We accompany private individuals, companies, small businesses and public institutions to finance their plans for the future.
At CHF 11.3 billion, most loans, namely 87 per cent (2018: 86 %), comprised credits secured by mortgages. We have managed to continually grow our market share of loans to customers. At the end of 2019, the volume had increased to CHF 13.0 billion (2018: CHF 12.9 billion). The LLB Group extends mortgages primarily within the market regions of Liechtenstein, north-eastern Switzerland and the region of Zurich.
High standards of lending
The LLB Group pursues a conservative credit risk policy. It includes the individual and differentiated evaluation of loan applications, the conservative assessment of collateral values, the individual calculation of affordability as well as compliance with standard equity requirements. The differentiated control processes help us to reliably fulfil our performance mandate (see chapter “Responsibilities for society and the environment”) and to take appropriate account of risks.

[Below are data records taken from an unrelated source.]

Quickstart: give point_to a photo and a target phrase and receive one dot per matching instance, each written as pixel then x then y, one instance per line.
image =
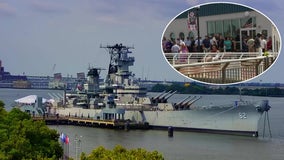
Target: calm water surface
pixel 184 145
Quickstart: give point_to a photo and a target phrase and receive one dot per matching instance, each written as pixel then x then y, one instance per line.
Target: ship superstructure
pixel 129 97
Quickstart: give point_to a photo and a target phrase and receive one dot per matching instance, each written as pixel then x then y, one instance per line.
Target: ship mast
pixel 118 70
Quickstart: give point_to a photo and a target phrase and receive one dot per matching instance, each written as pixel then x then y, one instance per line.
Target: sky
pixel 42 37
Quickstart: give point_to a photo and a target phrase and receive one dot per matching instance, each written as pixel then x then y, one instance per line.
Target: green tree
pixel 120 152
pixel 23 138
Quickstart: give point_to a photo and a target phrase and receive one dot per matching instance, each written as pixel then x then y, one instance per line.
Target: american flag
pixel 248 24
pixel 191 21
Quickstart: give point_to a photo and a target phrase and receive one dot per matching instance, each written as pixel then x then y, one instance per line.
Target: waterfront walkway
pixel 90 122
pixel 223 67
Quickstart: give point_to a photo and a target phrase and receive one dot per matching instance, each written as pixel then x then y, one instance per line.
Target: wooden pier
pixel 90 122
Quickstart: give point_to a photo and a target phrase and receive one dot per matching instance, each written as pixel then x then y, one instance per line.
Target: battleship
pixel 129 101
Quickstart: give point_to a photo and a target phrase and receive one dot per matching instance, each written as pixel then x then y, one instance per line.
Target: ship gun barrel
pixel 189 103
pixel 169 96
pixel 180 102
pixel 159 95
pixel 166 97
pixel 188 100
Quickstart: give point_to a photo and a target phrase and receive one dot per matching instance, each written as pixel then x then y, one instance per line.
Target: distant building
pixel 224 19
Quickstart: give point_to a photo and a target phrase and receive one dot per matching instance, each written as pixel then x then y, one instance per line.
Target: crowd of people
pixel 217 43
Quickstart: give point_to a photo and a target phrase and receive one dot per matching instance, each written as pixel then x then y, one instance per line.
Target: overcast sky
pixel 36 35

For real estate financing, we observe the Ordinance on Banks and Investment Firms (FL-BankV), which governs risk management in accordance with Art. 7a and Art. 21c ff of the Liechtenstein Banking Act. For financing in Switzerland, we observe the minimum requirements for mortgage financing drawn up by the Swiss Bankers Association (SBA) and approved by the Swiss Financial Market Supervisory Authority (FINMA).

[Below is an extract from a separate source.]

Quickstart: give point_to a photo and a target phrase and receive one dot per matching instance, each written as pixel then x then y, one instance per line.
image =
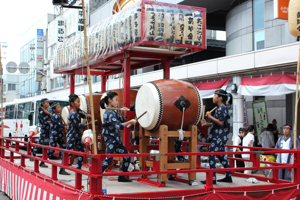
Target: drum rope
pixel 181 132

We have developed a Group-wide uniform methodology for determining the collateral value of our Lombard loans. Credits against non-diversified securities or single asset lending may only be granted as an insignificant portion of a Lombard loan portfolio.
Independent credit decisions
Within the LLB Group, credit competences are assigned according to the knowledge and experience of the decision-makers and the appropriate level and credit type. With the exception of standard business transactions, the authority to grant credit lies with the back office, i. e. the Group Credit Management and the superordinate Credit Committees. Credit decisions are thus made independently of market pressures and market targets. In this way, we are able to avoid conflicts of interest and objectively and independently assess risk in individual cases.